04 Jan 2025
Part 1: Why Focusing on Canada’s Per-Worker Investment Gap Misses the Mark—and Who Benefits from the Distraction
Unpacking the Numbers Behind Canada’s Per-Worker Investment Gap and the Real Agenda Driving Conservative Narratives
Introduction
During a recent interview with Dr. Jordan Peterson, Pierre Poilievre described Canada’s per-worker investment gap as a damning indictment of the Liberal government. According to him, “Canadian workers get about 55 cents for every dollar of business investment in the U.S.” He framed this as evidence of Canada’s failing economy under Trudeau’s leadership, using it to call for tax cuts and deregulation. But let’s unpack that. Is this metric really a smoking gun? Or is it a clever misdirection aimed at convincing Canadians to support policies that don’t actually benefit them?
Spoiler alert: It’s the latter.
What Does Per-Worker Investment Actually Measure?
Per-worker investment refers to how much money businesses spend on tools, technology, and infrastructure for each employee. Poilievre cites this metric as proof that Canada is falling behind, but here’s the twist: higher investment doesn’t necessarily mean better outcomes for workers. In fact, as Dr. Peterson himself noted during the discussion, “This sounds like a bunch of wonk speak that might seem like it only matters to someone staring at a spreadsheet.”
The reality is that high per-worker investment often signals increased automation and corporate profits—not improved wages or working conditions for employees. In other words, it’s a number that benefits boardrooms, not breakrooms.
The Conservative Playbook: Misdirection and Big Numbers
Let’s call this what it is: a political tactic.
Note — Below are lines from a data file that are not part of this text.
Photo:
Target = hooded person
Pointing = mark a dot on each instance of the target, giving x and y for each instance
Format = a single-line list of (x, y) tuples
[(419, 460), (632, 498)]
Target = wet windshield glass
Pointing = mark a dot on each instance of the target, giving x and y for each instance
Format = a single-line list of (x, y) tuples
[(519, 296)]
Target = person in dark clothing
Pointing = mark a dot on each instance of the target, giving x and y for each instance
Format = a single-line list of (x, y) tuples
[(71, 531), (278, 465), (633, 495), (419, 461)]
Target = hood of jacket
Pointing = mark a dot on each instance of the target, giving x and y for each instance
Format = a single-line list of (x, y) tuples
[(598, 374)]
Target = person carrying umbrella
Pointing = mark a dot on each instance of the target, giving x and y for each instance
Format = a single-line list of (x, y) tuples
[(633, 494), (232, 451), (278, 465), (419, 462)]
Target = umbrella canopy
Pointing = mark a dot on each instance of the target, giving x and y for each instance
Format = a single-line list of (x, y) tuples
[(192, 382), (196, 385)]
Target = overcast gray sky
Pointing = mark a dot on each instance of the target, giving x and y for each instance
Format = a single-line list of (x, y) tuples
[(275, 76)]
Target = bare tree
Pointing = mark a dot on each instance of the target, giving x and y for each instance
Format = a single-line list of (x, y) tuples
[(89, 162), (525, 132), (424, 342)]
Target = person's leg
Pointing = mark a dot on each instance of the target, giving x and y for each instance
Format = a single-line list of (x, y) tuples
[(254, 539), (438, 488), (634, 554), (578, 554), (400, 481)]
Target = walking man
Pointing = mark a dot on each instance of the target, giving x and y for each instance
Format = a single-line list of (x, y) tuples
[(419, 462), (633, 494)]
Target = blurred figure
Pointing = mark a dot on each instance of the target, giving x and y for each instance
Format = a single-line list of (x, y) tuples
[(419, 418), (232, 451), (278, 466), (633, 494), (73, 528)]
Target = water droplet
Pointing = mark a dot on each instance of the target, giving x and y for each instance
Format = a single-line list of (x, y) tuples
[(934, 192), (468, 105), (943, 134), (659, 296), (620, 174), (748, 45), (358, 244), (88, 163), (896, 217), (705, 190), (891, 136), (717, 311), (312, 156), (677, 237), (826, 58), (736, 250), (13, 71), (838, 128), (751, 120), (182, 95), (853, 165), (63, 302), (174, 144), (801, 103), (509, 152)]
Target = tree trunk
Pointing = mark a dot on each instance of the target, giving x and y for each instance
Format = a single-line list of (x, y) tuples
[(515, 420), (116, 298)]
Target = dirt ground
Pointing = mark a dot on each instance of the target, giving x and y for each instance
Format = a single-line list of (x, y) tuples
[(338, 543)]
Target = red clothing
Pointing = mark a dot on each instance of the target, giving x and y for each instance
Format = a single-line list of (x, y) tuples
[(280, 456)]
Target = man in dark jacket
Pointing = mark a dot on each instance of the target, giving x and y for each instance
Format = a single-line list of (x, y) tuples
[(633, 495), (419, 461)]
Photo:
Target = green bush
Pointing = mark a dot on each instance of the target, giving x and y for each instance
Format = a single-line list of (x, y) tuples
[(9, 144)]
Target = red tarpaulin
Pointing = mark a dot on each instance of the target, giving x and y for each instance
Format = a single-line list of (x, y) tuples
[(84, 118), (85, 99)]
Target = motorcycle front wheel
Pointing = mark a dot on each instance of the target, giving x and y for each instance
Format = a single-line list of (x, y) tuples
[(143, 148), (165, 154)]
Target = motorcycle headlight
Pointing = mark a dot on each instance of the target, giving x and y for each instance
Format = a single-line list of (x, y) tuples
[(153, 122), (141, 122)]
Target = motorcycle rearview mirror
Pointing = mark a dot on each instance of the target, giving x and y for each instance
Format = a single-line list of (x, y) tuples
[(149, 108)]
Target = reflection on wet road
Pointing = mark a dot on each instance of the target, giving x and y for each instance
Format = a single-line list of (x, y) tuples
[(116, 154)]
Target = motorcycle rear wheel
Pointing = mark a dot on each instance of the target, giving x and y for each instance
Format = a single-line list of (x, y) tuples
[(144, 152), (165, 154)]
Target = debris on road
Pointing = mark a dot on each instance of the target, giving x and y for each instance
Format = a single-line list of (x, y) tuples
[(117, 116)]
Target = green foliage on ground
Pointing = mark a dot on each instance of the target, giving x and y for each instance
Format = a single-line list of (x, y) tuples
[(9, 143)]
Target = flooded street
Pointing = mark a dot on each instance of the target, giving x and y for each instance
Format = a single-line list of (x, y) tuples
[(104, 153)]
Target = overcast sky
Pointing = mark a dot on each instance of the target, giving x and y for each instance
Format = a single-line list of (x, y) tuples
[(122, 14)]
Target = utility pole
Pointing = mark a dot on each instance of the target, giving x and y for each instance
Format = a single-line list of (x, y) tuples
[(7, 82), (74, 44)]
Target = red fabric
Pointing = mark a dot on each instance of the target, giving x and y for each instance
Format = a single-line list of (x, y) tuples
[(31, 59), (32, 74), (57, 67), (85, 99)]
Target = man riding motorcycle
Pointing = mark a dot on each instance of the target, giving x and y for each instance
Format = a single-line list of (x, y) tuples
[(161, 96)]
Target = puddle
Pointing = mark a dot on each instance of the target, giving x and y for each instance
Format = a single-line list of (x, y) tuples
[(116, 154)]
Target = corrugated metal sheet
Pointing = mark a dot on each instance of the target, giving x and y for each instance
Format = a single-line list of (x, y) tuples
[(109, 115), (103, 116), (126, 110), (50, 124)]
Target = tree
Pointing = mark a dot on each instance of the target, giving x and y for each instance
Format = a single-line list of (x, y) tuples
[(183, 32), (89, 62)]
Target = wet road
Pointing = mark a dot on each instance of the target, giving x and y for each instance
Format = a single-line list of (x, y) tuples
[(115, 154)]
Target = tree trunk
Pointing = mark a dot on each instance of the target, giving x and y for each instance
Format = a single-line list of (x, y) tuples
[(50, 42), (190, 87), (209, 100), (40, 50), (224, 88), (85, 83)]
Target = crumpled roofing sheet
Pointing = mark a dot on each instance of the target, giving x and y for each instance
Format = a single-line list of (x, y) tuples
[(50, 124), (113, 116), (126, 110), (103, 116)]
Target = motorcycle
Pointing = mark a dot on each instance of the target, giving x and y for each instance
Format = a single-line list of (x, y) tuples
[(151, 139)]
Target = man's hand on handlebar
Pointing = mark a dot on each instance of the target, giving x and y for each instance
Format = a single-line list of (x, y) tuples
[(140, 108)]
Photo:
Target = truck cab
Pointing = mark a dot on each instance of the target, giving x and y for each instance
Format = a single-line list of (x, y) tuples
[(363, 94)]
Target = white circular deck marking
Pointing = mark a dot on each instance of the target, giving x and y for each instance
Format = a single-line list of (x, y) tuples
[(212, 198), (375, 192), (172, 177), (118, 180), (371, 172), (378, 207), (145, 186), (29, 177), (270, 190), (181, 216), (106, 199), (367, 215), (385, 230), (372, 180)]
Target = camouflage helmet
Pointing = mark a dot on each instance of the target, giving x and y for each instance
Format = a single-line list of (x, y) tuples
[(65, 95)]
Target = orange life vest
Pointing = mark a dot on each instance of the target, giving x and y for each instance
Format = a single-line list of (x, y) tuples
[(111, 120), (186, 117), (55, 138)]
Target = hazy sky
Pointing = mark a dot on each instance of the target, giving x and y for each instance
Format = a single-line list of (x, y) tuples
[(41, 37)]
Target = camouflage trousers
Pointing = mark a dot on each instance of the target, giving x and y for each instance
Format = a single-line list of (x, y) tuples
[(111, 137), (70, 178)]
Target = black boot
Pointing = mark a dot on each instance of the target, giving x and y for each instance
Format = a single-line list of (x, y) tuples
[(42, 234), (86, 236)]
Poilievre’s focus on per-worker investment is part of a broader strategy conservatives use globally to sell “pro-business” policies like tax cuts and deregulation. These policies are often framed as a way to create jobs and boost the economy. But as we’ve seen time and again, the real winners are corporations and their shareholders, not average workers.
Poilievre himself highlighted Canada’s “bureaucratic obstacles” and “high taxes” as barriers to investment. Yet, cutting these would mean:
- Weaker environmental protections.
- Reduced workplace safety standards.
- Fewer public services as government revenues shrink.
Peterson, whether knowingly or not, echoed this narrative, emphasizing how “Canada is losing capital to the U.S.” while largely ignoring how these investments impact everyday Canadians.
How Canada’s Approach Protects Workers
Canada’s policies—while not perfect—are designed to prioritize people over profits. For example:
- Universal Healthcare: In the U.S., companies spend heavily on health benefits, inflating their per-worker investment numbers. In Canada, that’s covered by the government.
- Environmental Standards: Projects may take longer to approve here, but this protects our natural resources and communities.
- Worker Protections: Canada enforces stricter labour laws, ensuring fair wages and safer conditions even if it raises business costs.
Poilievre might argue that these policies stifle business investment, but the alternative is a race to the bottom where corporate interests dominate at the expense of worker well-being.
The Real Problems Canadians Face
Peterson and Poilievre spent much of their interview lamenting Canada’s economic challenges, from the housing crisis to inflation. But their solutions—cutting taxes and regulations—would do little to solve these issues. Instead, they would:
- Widen the gap between the rich and the rest of us.
- Shift the tax burden from corporations to individuals.
- Undermine the very social supports Canadians rely on.
As Peterson admitted, “The richest people per capita in terms of GDP are in Ontario, and they’re now poorer per capita than inhabitants of Mississippi.” But what’s missing from this narrative is how systemic inequality and affordability issues—not per-worker investment—are the real culprits.
Why This Matters to You
When politicians like Poilievre fixate on statistics like the per-worker investment gap, they’re banking on the fact that most people won’t dig deeper. It’s a distraction, plain and simple. The real issues affecting Canadians—affordable housing, healthcare access, and fair wages—aren’t solved by giving corporations a bigger slice of the pie.
As Peterson aptly noted, “There’s a lot of distrust, generally speaking, in relationship to establishment organizations and political elites.” That distrust is real, but let’s be clear: focusing on per-worker investment is a sleight of hand designed to benefit those elites, not ordinary Canadians.
Key Takeaways:
- High per-worker investment isn’t a marker of success for workers—it often benefits corporations more than people.
- The Conservative narrative around this metric is a tactic to push policies that favour big businesses while eroding protections for the average Canadian.
- Canada’s focus on worker protections, universal healthcare, and environmental standards provides a more balanced approach, even if it comes at a cost.